Question

Let 𝑌~𝐹_4,2 . Then, 𝑃(𝑌≤2) equals

• A. 0.60
• B. 0.62
• C. 0.64
• D. 0.66

Answer 1

The Correct Option is C

To solve this problem, we need to find the cumulative distribution probability \(P(Y \leq 2)\) for a variable \(Y\) that follows an \(F\)-distribution with degrees of freedom \(4\) and \(2\), denoted as \(Y \sim F_{4, 2}\). The \(F\)-distribution is used to determine the variability among multiple groups.
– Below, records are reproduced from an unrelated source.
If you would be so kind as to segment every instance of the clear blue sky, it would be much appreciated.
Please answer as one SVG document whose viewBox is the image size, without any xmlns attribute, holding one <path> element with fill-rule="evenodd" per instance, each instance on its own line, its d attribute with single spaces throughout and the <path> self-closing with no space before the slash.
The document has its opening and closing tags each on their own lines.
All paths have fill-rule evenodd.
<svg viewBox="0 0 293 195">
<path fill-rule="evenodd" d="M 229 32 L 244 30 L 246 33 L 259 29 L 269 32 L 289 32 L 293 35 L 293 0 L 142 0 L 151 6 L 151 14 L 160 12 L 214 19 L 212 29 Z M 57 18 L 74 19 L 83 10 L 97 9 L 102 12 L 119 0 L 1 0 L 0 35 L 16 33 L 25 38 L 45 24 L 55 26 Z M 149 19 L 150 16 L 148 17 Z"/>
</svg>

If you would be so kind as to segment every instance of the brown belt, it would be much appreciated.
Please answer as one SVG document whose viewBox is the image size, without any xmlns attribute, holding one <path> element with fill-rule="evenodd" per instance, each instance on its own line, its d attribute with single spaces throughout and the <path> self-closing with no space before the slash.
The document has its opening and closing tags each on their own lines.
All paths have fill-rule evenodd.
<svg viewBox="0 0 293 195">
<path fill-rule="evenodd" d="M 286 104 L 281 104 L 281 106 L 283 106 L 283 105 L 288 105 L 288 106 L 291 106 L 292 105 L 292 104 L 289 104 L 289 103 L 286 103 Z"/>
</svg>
1. First, we recognize that the \(F\hbox{-}distribution\) is a ratio of two chi-square distributions. Here, the degrees of freedom are 4 for the numerator and 2 for the denominator.
2. To compute \(P(Y \leq 2)\), you typically use statistical software or \(F\hbox{-}distribution\) tables, as manual calculation involves complex integration of the probability density function.
3. Using standard statistical software like R, Python, or a statistics calculator, input the degrees of freedom and the value of interest (2 in this case) to find the cumulative probability: 

# Using Python's scipy library
from scipy.stats import f
d1 = 4  # degrees of freedom for the numerator
d2 = 2  # degrees of freedom for the denominator
value = 2
prob = f.cdf(value, d1, d2)
print(prob)
    

The output from the above code or an \(F\hbox{-}table\) lookup would give you \(P(Y \leq 2) = 0.64\).

Hence, the correct answer is that \(P(Y \leq 2) = 0.64\), which corresponds to the option:

0.64

We can conclude that the correct option is indeed 0.64.